The government says the levy is one way of weaning industries off their reliance on foreign workers. Apparently, the move is to nudge employers to offer more jobs to local workers especially now when businesses are have started to retrench local workers. More waves of retrenchment are expected given the slow global growth conditions.
CIMB Equities Research says the levy is likely to reduce earnings by 1-8 percent in the plantation sector. The additional cost per year for the plantation sector as a whole is likely to be RM338 million (US$80 million). For both agriculture and plantation, it comes up to a staggering RM569 million (US$135 million).
As for the manufacturing, construction and services sectors, labour cost for each worker will go up by 11-25 percent as a result of the increase in levy. The research house deems this cost increase as “manageable”.
Strong opposition to Foreign Worker Levy
Employers definitely do not see this “manageable”. Fifty-five local chambers of industry and trade organisations have bandied together to oppose the move to increase the levy for foreign workers. One of the groups, the Associated Chinese Chambers of Commerce and Industry of Malaysia, say that a better option would be to legalise illegal foreign workers at the earlier levy of RM1,250.
The government records show that there are more than two million registered foreign workers. It is estimated that there are between three to six million illegal foreign workers in Malaysia.
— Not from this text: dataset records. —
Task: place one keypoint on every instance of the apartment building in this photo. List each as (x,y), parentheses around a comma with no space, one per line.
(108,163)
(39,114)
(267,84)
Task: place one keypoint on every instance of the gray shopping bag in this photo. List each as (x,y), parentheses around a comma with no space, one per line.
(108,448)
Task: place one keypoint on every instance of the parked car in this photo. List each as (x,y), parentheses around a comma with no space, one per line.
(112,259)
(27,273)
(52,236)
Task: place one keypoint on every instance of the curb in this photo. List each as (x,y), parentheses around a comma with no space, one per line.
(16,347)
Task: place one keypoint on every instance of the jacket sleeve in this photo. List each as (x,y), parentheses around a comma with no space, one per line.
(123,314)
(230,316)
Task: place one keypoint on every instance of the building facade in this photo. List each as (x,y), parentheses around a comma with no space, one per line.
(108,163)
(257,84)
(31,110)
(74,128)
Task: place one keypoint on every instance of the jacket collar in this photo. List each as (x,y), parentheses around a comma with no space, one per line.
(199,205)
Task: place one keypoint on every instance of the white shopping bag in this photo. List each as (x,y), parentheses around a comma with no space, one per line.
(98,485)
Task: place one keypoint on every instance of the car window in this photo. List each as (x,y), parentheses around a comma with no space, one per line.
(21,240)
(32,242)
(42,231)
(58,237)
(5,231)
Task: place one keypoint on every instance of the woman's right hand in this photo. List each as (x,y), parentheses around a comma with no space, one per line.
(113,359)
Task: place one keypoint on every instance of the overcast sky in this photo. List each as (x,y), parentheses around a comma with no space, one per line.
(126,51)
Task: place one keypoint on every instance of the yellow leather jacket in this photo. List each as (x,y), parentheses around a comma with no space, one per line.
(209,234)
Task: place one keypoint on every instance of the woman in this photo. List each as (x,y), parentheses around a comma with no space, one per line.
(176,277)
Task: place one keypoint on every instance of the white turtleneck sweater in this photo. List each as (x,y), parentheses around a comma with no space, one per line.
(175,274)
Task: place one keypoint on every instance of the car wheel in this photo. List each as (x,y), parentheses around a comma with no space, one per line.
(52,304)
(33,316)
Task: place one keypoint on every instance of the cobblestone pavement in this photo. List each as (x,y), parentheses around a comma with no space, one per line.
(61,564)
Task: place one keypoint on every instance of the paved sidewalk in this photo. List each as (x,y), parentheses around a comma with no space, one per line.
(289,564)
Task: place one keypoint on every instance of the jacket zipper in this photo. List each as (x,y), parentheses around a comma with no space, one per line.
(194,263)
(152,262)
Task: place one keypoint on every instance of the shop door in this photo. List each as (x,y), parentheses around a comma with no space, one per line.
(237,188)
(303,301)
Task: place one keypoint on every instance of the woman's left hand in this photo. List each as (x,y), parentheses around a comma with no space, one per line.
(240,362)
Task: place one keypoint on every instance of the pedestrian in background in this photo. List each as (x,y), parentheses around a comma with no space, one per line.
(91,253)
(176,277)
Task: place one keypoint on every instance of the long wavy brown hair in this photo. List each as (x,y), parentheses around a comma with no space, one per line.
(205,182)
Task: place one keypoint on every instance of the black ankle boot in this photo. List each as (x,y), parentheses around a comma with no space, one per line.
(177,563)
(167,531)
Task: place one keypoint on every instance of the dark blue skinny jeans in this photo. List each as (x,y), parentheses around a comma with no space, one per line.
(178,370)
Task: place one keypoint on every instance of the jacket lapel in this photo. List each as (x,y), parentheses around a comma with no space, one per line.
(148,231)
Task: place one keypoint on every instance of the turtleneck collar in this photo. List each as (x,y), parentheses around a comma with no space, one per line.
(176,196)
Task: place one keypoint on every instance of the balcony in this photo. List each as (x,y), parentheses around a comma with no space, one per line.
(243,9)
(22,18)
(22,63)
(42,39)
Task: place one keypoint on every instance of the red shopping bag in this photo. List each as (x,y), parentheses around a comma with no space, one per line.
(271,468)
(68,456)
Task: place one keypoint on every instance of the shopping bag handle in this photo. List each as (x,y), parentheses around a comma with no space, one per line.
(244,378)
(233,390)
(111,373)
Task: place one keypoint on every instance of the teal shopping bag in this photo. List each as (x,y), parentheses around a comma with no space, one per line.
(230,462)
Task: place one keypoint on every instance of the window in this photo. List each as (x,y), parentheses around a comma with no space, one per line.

This suggestion by the chambers could earn the government RM5 billion (US$1.2 billion), which is twice what the government would now get.
The government hopes to earn RM2.5 billion (US$591 million) from this exercise. The increase in levy can to an extent compensate for the huge loss in oil revenue, the main revenue earner for the country.
So who will blink first: the government or the employers? The government may not push through a move that has met with so much opposition in such a short span of time.
While the issue of levy increase is likely to be resolved soon, the issue of over-dependency on foreign workers in Malaysia is still unresolved. Increasing the levy on foreign workers in Malaysia hardly seem like a viable solution to a problem that has been festering for decades.